I get to explore the history of the building through its geography – a citadel on the hill – and its fabric: the huge grooved columns that resemble the trunks of prehistoric trees, fossils in its marble, the tree branches visible in the beams of the dormitory, the remarkable stained glass window of an airman which remembers the Second World War Baedeker air raids that tried and failed to destroy such cultural landmarks as the Cathedral. Locals credit St Cuthbert for the mysterious fog that threw the German bombers off their target. Everywhere there are little details to linger on if you take the time to notice: Traditional swastikas, untainted by the Nazi appropriation centuries later, decorating the robes on the magnificent portrait of of St Cuthbert above his shrine. Once the shrine was richly decorated with gold and jewels. The dissolution of the monasteries strippd that away, and it’s useful to contemplate how we now take the austere plainness of his shrine, as the natural setting.

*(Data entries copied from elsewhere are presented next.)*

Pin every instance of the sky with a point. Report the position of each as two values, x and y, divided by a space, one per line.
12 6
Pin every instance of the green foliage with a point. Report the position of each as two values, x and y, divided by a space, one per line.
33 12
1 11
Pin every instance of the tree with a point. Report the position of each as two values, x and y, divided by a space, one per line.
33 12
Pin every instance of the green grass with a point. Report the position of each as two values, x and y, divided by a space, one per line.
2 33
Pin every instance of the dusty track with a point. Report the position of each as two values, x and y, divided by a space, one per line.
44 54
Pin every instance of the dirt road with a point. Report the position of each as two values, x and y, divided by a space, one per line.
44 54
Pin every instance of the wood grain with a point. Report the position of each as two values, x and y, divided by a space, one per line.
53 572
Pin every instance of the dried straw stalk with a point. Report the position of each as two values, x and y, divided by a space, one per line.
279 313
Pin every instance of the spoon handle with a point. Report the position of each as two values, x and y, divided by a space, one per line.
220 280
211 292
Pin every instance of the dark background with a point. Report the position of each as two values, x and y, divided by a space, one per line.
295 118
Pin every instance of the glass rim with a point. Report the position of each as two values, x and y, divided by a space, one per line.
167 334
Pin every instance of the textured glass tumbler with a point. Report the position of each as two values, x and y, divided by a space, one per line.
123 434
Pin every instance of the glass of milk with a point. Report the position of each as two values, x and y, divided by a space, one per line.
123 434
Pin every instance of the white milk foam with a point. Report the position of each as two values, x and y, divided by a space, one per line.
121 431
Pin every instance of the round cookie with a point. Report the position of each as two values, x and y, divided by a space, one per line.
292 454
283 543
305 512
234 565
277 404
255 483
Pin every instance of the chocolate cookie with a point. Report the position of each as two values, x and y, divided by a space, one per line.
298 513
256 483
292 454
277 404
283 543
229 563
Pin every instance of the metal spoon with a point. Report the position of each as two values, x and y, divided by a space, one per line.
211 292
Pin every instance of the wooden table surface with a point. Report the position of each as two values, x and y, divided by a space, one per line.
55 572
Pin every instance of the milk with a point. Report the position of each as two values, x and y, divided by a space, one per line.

Monuments to miners, to fallen soldiers and the shrine of the Venerable Bede — an early chronicler of English history — remind you of the Cathedral’s one thousand year presence.
There are “backstage’ places we got to see that we couldn’t fit into the final edit: Lillian Grove took us to the chapter house where monastic politics played out and the prison for bad monks. We discussed how though pitch dark with the door closed, it actually had ventilation and a built in lavatory that emptied directly into the river — something modern prisons failed to achieve with enduring slopping out. And most memorably we got locked in the tower for an hour (deliberately so we could record in private) with the magnificent view of the world below as we sat out on the roof of the tower and listened to the bells.
There were some outlandish ideas that didn’t make the final cut, such as my idea of paralleling the closed world of the monks, as war threatened outside, with the world of the Berlin Cabaret. A number from Liza Minnelli in Durham Cathedral would have been fun.
One thing I would say is, go one day, make sure you get a guided tour or buy a guide book, and most importantly, take your time to find the secrets yourself.